Abstract Guidelines

Mathematics Abstracts

  • Objects. Your abstract must clearly identify the types of mathematical objects that you are studying.
  • Results. Your abstract must clearly state the main result contained in your presentation. If your presentation does not have a main result, it is almost certainly unsuitable for SOURCE.
  • Originality. Your abstract must mention whether any of the results are original (i.e. first discovered by you and your professor). If your results are not original, your abstract must mention the main references used. Note that original results are not required to make for a suitable SOURCE presentation.
  • Accessibility. Your abstract must explain what level of mathematical knowledge is required to appreciate your presentation.

 

Science Abstracts

  • Hypotheses & Method. Your abstract must clearly identify your hypotheses and the tests used in your experiment.
  • Results. Your abstract must clearly state the main result contained in your presentation. If your presentation does not have a main result, it is almost certainly unsuitable for SOURCE.
  • Originality. Your abstract must mention whether any of the results are original (i.e. first discovered by you and your professor). If your results are not original, your abstract must mention the main references used.
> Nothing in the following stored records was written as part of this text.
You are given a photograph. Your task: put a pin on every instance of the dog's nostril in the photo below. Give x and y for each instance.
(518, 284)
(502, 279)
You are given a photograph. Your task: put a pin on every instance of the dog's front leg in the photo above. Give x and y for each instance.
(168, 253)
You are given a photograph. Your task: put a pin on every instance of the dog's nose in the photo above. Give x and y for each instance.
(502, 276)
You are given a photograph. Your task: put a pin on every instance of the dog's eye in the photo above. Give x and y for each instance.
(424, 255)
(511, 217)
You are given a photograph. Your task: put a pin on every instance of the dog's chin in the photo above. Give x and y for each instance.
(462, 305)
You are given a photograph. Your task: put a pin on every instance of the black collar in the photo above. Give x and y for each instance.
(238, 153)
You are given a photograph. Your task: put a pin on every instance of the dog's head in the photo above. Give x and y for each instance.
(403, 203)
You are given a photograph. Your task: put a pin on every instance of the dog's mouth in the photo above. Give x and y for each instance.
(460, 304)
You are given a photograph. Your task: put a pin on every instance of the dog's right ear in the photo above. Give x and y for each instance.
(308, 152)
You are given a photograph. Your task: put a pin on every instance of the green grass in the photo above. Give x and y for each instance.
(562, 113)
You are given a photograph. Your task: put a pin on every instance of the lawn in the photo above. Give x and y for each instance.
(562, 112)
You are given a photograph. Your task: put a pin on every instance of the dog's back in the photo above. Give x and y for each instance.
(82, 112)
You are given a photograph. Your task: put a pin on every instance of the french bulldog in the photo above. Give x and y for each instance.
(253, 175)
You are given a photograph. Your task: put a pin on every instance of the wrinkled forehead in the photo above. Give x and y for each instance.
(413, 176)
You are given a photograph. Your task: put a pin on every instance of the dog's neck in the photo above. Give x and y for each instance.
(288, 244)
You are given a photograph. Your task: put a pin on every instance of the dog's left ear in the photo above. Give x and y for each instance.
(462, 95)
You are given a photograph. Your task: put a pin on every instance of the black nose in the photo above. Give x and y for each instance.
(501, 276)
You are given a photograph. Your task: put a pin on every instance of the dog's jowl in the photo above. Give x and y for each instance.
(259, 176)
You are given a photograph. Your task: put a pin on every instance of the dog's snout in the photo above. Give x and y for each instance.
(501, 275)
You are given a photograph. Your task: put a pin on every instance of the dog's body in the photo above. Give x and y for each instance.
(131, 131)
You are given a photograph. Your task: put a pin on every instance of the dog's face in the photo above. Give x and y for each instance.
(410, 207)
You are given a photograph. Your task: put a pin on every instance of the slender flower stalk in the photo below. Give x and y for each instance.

Note that original results are not required to make for a suitable SOURCE presentation.
  • Accessibility. Your abstract must explain what level of chemical knowledge is required to appreciate your presentation.

 

Social-Science Abstracts

  • Hypotheses or RQ(s): You must clearly articulate your original hypothesis or research question, as supported by prior research/theory.
  • Method: Your methodological design and procedure must be explicitly stated.
  • Results. Your abstract must clearly convey the main result(s) found.
  • Accessibility. Your abstract, though specific, must be written in a manner accessible to others outside of the field.